Soirée de soutien au Décolonial Film Festival Projection de courts-métrages, discussions, concert & DJ set !

Le Décolonial Film Festival en Audito couplé à Radio Campus Paris au Forum de la Gaîté : cette soirée propose de mettre en images l'histoire de la colonisation et de mettre en mots la représentation des migrations, des médias à la musique. 

Pour permettre la mise en œuvre de la troisième édition du Decolonial Film Festival du 11 au 24 mai 2026, la Gaîté accueille une soirée de soutien pour lever des fonds qui financeront l'édition à venir. 

Projection de courts-métrages

Arthur Balfour & me 
de Charlotte Cornic et Fatima Helow (11')
Voyage intimiste dans le temps, ce court-métrage fait le lien entre les actions de l’ancien ministre des Affaires étrangères du Royaume-Uni, Arthur J. Balfour, qui signa en 1917 la « Déclaration Balfour » pour officialiser le soutien britannique à la création d’un foyer national juif en Palestine, et leurs répercussions sur la vie de Fatima, une jeune Palestinienne née en 1971 dans un camp de réfugiés au Liban et aujourd’hui demandeuse d’asile à Glasgow.

Mawtini
de Marianne Barakat (24')
Marianne rencontre Julia à Paris en Novembre 2023. Julia a sept ans, une maman palestinienne, et filme son quotidien au caméscope. Ses images se mélangent alors à celle de Marianne, pour raconter l’histoire d’une enfance qui tente de rester insouciante sous le poids d’une violence vécue à distance.

Notre mémoire 
de Johanna Makabi (12')
Mbissine Thérèse Diop a joué le rôle principal dans le premier long métrage d’Ousmane Sembène, La Noire de..., sorti en 1966. Aujourd’hui, elle revient sur son expérience d’actrice noire dans les années 1960.

Mille soleils
de Mati Diop (45') 
En 1972, Djibril Diop Mambety tourne Touki Bouki. Quarante ans plus tard, Mille soleils enquête sur l'héritage personnel et universel que représente Touki Bouki. Que s'est-il passé depuis ? Magaye Niang, le héros du film, n'a jamais quitté Dakar. Et aujourd'hui, le vieux cowboy se demande où est passée Anta, son amour de jeunesse. Histoires de famille, d'exil et de cinéma se croisent entre la sphère de l'intime et celle du mythe.

Concerts

➜ 20h50 / Forum
Thérèse (Radio Campus)
Musicienne, DA / styliste, modèle et conférencière engagée, Thérèse tatoue dans le réel son conte des mille et une vies. Son projet artistique est libre, métissé, populaire et exigeant. Entrez dans un voyage existentiel, fluide et hybride mêlant pop / hip-hop / électro en anglais, français et mandarin.


➜ 21h30 / Bar
Élisa b2b Thémis

Martiniquaise, Élisa allie pratique musicale et culture émancipatrice. Le péyi comme boussole, elle profite de ces moments de partage pour mettre en valeur la richesse de la Caraïbe. Ses sets se transforment toujours en un gros sound system caribéen. 

À propos

Le Decolonial Film Festival est une plateforme culturelle qui diffuse des films sur l’histoire de la colonisation, des systèmes de pouvoir, et des mouvements de résistance. La programmation du festival en mai est composée d’un comité de plus d’une quinzaine d’organisations antiracistes, diasporiques, féministes et queer, qui sélectionnent et présentent des films en échange avec le public.

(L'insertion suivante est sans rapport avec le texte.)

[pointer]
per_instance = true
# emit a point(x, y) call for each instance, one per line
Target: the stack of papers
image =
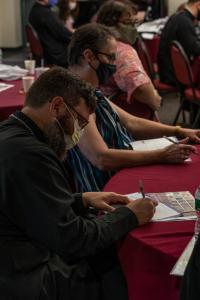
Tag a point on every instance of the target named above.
point(152, 144)
point(181, 264)
point(155, 26)
point(11, 72)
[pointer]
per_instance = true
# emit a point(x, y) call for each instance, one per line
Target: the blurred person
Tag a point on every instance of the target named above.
point(50, 247)
point(67, 11)
point(53, 35)
point(130, 77)
point(105, 145)
point(180, 27)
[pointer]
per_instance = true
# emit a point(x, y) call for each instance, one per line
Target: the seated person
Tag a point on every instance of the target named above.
point(104, 146)
point(53, 35)
point(180, 27)
point(66, 11)
point(130, 77)
point(191, 279)
point(50, 248)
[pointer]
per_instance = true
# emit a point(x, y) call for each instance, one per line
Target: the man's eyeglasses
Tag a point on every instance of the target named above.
point(82, 121)
point(128, 22)
point(111, 57)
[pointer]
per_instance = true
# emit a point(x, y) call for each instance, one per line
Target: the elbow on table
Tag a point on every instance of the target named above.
point(102, 162)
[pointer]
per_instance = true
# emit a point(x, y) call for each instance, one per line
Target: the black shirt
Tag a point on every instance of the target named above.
point(180, 27)
point(48, 245)
point(53, 35)
point(190, 289)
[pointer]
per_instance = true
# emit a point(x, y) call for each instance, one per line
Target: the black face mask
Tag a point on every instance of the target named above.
point(104, 71)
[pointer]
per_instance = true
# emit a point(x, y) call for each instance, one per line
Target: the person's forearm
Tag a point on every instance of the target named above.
point(116, 159)
point(145, 129)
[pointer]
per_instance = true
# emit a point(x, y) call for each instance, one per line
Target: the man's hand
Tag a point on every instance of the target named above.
point(144, 209)
point(176, 153)
point(103, 200)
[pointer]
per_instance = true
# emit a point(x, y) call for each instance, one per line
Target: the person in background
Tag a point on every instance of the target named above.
point(180, 27)
point(191, 279)
point(53, 35)
point(130, 77)
point(67, 11)
point(105, 145)
point(50, 247)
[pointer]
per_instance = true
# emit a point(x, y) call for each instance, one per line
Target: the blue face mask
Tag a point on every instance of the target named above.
point(53, 2)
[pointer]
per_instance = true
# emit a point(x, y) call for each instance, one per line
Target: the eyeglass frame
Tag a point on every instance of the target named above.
point(111, 57)
point(82, 121)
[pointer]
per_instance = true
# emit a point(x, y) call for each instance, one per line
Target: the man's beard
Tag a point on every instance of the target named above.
point(55, 139)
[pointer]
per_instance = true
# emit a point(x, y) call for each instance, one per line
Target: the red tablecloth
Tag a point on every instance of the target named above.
point(148, 253)
point(11, 99)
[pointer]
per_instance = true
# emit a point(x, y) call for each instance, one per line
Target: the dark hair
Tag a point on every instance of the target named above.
point(92, 36)
point(192, 1)
point(111, 11)
point(64, 11)
point(60, 82)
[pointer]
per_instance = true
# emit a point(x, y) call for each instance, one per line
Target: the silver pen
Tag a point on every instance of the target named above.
point(141, 186)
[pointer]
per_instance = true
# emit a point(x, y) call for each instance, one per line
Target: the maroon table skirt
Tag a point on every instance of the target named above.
point(148, 253)
point(11, 99)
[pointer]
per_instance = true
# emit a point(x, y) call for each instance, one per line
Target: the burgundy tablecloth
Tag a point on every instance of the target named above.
point(148, 253)
point(11, 99)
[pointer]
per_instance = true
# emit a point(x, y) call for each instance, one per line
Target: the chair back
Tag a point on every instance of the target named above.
point(181, 65)
point(145, 58)
point(35, 45)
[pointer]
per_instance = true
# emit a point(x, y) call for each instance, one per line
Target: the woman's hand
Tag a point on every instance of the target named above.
point(192, 134)
point(103, 200)
point(176, 153)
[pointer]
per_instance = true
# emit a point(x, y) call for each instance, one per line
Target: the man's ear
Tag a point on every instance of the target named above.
point(88, 55)
point(56, 106)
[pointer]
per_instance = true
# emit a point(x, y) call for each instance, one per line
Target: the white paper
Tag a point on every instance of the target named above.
point(181, 264)
point(155, 26)
point(162, 210)
point(4, 86)
point(11, 72)
point(152, 144)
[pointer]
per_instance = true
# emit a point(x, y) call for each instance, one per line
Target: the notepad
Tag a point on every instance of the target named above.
point(162, 211)
point(152, 144)
point(171, 205)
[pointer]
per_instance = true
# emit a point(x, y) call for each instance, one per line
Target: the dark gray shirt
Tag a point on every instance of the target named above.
point(47, 241)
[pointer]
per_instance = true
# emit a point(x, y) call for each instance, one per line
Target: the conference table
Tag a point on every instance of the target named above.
point(11, 99)
point(148, 253)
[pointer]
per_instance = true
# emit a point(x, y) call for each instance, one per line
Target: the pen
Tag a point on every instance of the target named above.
point(141, 186)
point(175, 142)
point(169, 139)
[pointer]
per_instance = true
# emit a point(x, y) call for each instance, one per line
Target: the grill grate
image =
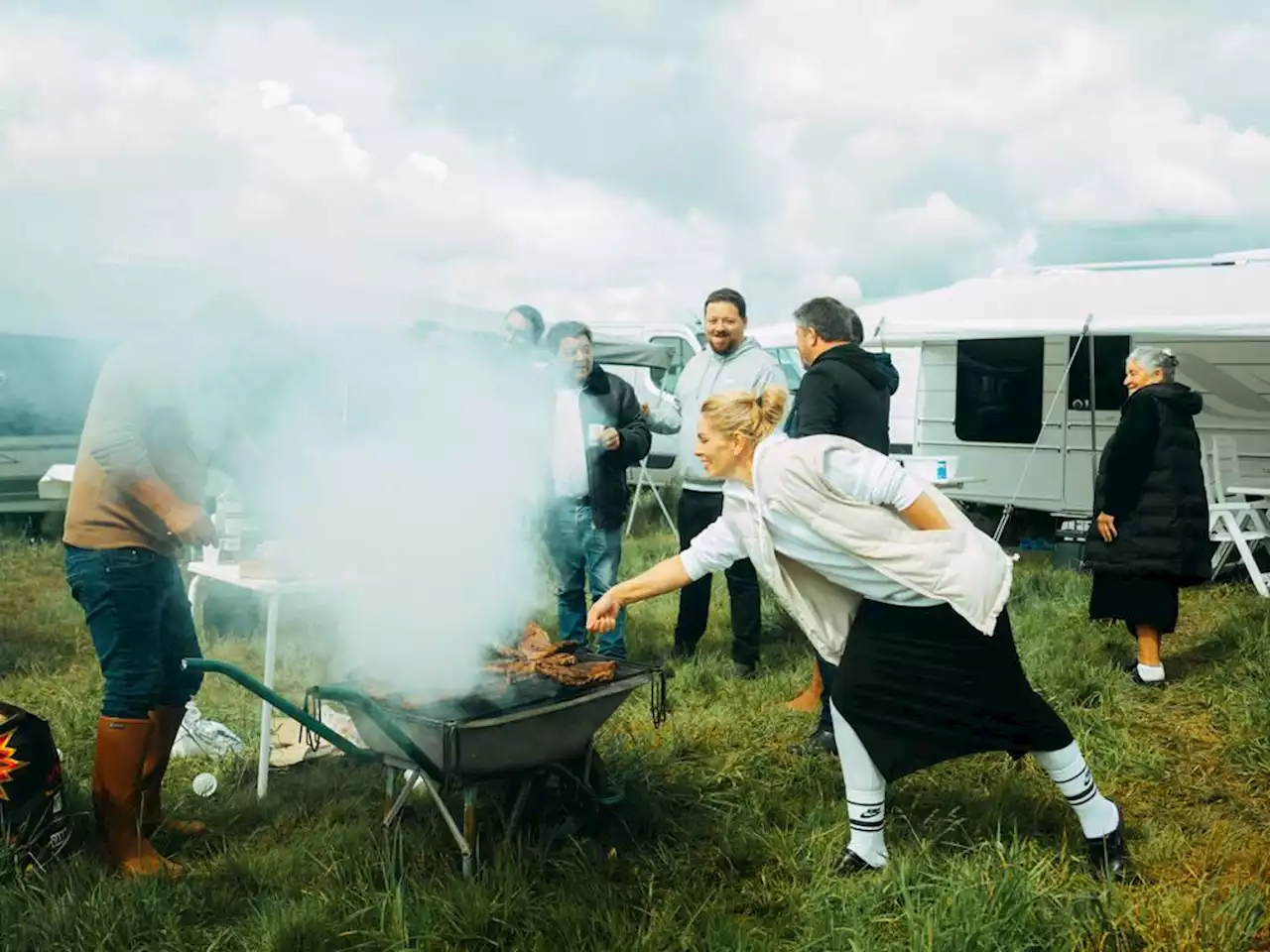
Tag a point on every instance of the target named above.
point(495, 697)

L’objectif est de rendre les notions décoloniales accessibles en dehors des niches académiques et militantes par le biais du cinéma. À travers la projection de films et l’organisation de ciné-débats, le festival a pour vocation d’inspirer l’action collective et l’engagement solidaire en fédérant différentes communautés. Afin de maintenir une autonomie politique, le DFF fonctionne indépendamment de subventions de l’État, et fait donc appel à la solidarité du public pour soutenir son projet culturel.